Bear plans on renting out Penny’s to restaurants in a labor-as-a-service business model, and had signed up the Bay Area-based Amici’s Pizza chain as a customer.

Robots and food are a hot topic right now. In addition to Flippy, the burger cooking robot, Little Caesars’ has patented its own pizza making robot, Sony and Carnegie Mellon University have teamed up for food + robot-related research, and who knows — maybe even Amazon’s reported robot will have some culinary skill.

April 3, 2018

Restaurant Robots Starting to Fill in for Fatigued Staff

Often, when we talk about robots in the food industry, there is a measure of doom and gloom associated with it. I’m guilty of this as well, trying to balance excitement around innovation with the gravitas of millions of human jobs being wiped out.

But it’s also important to remember that robots are really frickin’ cool, and as a CNBC story points out, robots are needed in a country like Japan, which is facing a labor shortages due to a shrinking population.

Tetsuya Sawanobobori started up a restaurant upon completion of grad school.

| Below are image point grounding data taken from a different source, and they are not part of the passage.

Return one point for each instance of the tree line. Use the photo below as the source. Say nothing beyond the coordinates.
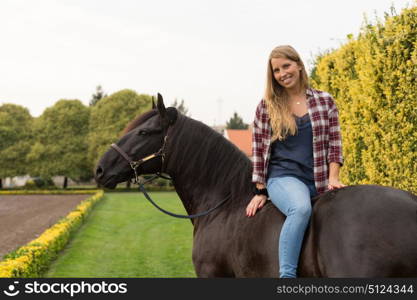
(69, 137)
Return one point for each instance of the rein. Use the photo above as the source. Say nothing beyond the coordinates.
(161, 152)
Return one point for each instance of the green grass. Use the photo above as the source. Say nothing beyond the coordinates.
(125, 236)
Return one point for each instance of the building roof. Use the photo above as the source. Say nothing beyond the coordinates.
(241, 138)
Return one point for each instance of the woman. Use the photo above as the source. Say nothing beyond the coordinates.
(297, 150)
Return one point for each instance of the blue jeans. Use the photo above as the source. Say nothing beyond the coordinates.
(293, 198)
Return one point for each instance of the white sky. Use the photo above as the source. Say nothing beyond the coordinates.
(211, 53)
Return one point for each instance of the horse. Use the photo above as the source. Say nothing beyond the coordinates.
(354, 231)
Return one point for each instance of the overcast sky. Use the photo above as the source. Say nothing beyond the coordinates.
(213, 54)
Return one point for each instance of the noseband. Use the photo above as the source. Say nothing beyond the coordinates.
(134, 164)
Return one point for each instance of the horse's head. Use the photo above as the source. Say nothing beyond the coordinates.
(135, 147)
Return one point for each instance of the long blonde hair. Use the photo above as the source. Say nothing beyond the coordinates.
(276, 97)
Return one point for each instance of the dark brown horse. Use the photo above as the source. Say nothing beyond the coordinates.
(356, 231)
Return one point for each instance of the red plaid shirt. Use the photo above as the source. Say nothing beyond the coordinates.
(327, 141)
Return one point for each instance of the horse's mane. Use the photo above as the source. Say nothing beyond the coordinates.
(210, 158)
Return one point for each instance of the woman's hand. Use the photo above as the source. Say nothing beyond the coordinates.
(334, 183)
(256, 203)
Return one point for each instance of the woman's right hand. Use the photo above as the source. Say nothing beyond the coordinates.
(256, 203)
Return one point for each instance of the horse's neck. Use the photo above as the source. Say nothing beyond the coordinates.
(196, 193)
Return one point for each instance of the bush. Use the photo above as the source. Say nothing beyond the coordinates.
(373, 79)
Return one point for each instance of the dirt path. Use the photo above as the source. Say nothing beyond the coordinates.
(24, 217)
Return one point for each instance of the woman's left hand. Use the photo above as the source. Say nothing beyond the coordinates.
(334, 184)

Long story short: long hours made it exhausting and he quit after a year. For sure, owning a restaurant is challenging, but Sawanobori talked to CNBC about the food service industry in Japan more generally, saying “Right now, especially in the food service industry, they have a serious lack of labor because people tend to avoid these kinds of jobs, doing daily, repetitive tasks.”

After exiting the restaurant business, Sawanobori got into robotics and is now the president of Connected Robotics. The company will start selling a robot this summer that can prepare Takoyaki, a Japanese street food consisting of batter balls and minced octopus. Sawanobori said that his robot will take the pressure off of cooking staff who won’t have to stand in front of a hot grill all day.

Takoyaki Robot Demo @Maker Faire Tokyo 2017

This isn’t the first time we’ve heard this story coming out of Japan. At our own Smart Kitchen Summit startup showcase last year, Hirofumi Mori told our audience that his time performing repetitive, manual tasks at a crêpe shop inspired him to invent his own crêpe making robot.

Here in the U.S., the long hours of restaurant work are spurring our own robot adoption. Bear Robotics created “Penny,” a robot that looks like a bowling pin and shuttles food and dirty dishes around the restaurant. Bear CEO John Ha told us that he built Penny because “[Servers] are tired, they get a low salary, usually no health insurance, but they’re working really hard.”

Sometimes, however, it seems like our new restaurant robots are working too hard. The most famous example of this is Miso Robotics’ Flippy, the burger flipping robot. Flippy was temporarily “retired” after its first official day on the job, but evidently that’s because it was too fast and the human co-workers couldn’t keep up.

Perhaps the possible Little Caeser’s pizza making robot will fare better.

With the restaurant robot genie out of the bottle, now it’s incumbent upon us a society to keep up, and avoid the doom and gloom.